The idea for Spyder's Web was dreamt up by television writer Richard Harris, the creator of Man in a Suitcase and, later, Shoestring. Although Harris didn't write any of the episodes, he created the title and rough outlines of the characters, while Roy Clarke developed them further and wrote five of the episodes.
     Generally a witty writer at his best, this is the weakest of Clarke's efforts for the programme, featuring Mike Pratt as a Latin American revolutionary. The plot stands up reasonably well, and there's a nice left-field subplot where Pratt takes part in a jungle drum-led chicken-and-naked-woman Satanic sacrifice for almost next to no reason. Sadly, where it falls down is in slightly undermining Cutts's character, with Pratt a former lover who brings out her softer side. The character of Charlotte Dean was quite a progressive one for the time, running rings around Hawksworth and being business-like in her missions, a sharp contrast to the usual submissive roles in genre television. Yet some of the later episodes do soften her, introducing more traditionally "feminine" qualities to her hard-nosed character.

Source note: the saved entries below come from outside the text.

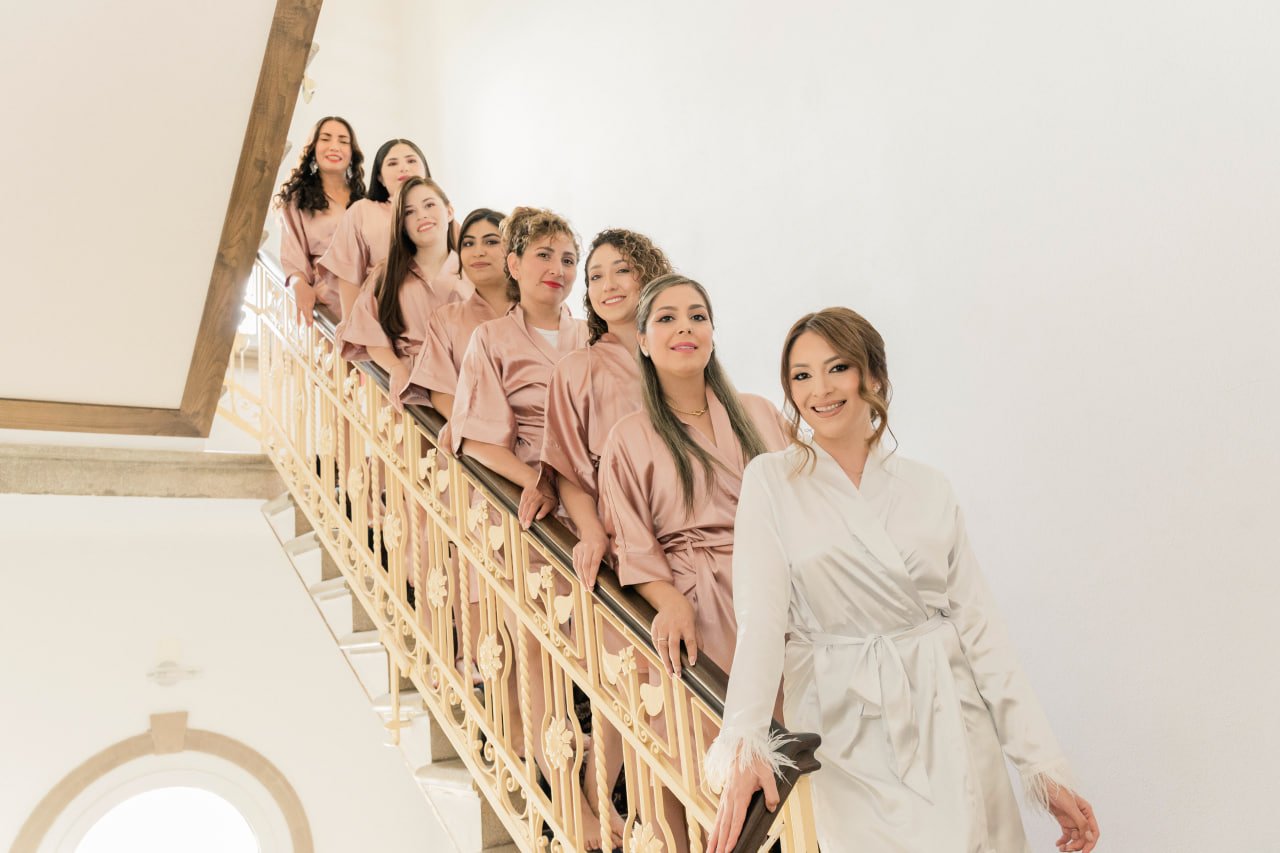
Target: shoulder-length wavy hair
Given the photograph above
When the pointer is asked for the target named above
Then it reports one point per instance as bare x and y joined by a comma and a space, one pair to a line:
378, 190
645, 258
306, 186
670, 428
521, 228
856, 341
400, 258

     Even Tolstoy-loving secretary Wallis, often demeaned by other characters due to her physical appearance, is presented as an intellectual. While the "joke" that she's regarded by others as an idiot because she's sexually appealing may seem patronising and thin in 2017, one only has to look at the far more one-dimensional characterisation of a secretary in serious peer Doomwatch to realise this was a reasonably challenging depiction of women on 1970s TV. As Hawksworth tells Dean in Lies and Dolls, "You know, you should have been a man, then you'd be running Scotland Yard." "Discrimination, ain't it?" quips Dean.

8 Rev Counter

Another Roy Clarke episode, and there are clearly two Roy Clarkes: one a witty, philosophical writer, and the other a man who made mileage out of bathtubs down hillsides and women whose surnames sounded like garden implements. Although this last episode leans sadly towards the latter, it's not without its more inspired moments, such as a Monopoly-style game for terrorists.
     It also contains the biggest roles for the two studio aides, Wallis and Albert. As there's no real narrative progression in the series (episodes reputedly being filmed in a different order to that broadcast) then we never really get to find out much about this couple. Although Albert's intentions towards Wallis are never particularly honourable, and he objectifies her (the first episode sees him remark that her breasts are "worth two A-Levels by themself") she does appear to be falling for him here.
     Although more than one episode (notably The Hafiz Affair) sees them admit they know more is going on with "Arachnid Productions" than they let on, here they're left in little doubt as the finale sees Hawksworth and Dean blow up a collective of terrorists and gangsters. Hawksworth even consolidates the vague tension between himself and Dean by planting a kiss on his hand and placing it on her face. There was a lot of potential still left in the series, and the audience to justify it... sadly a second season was never made.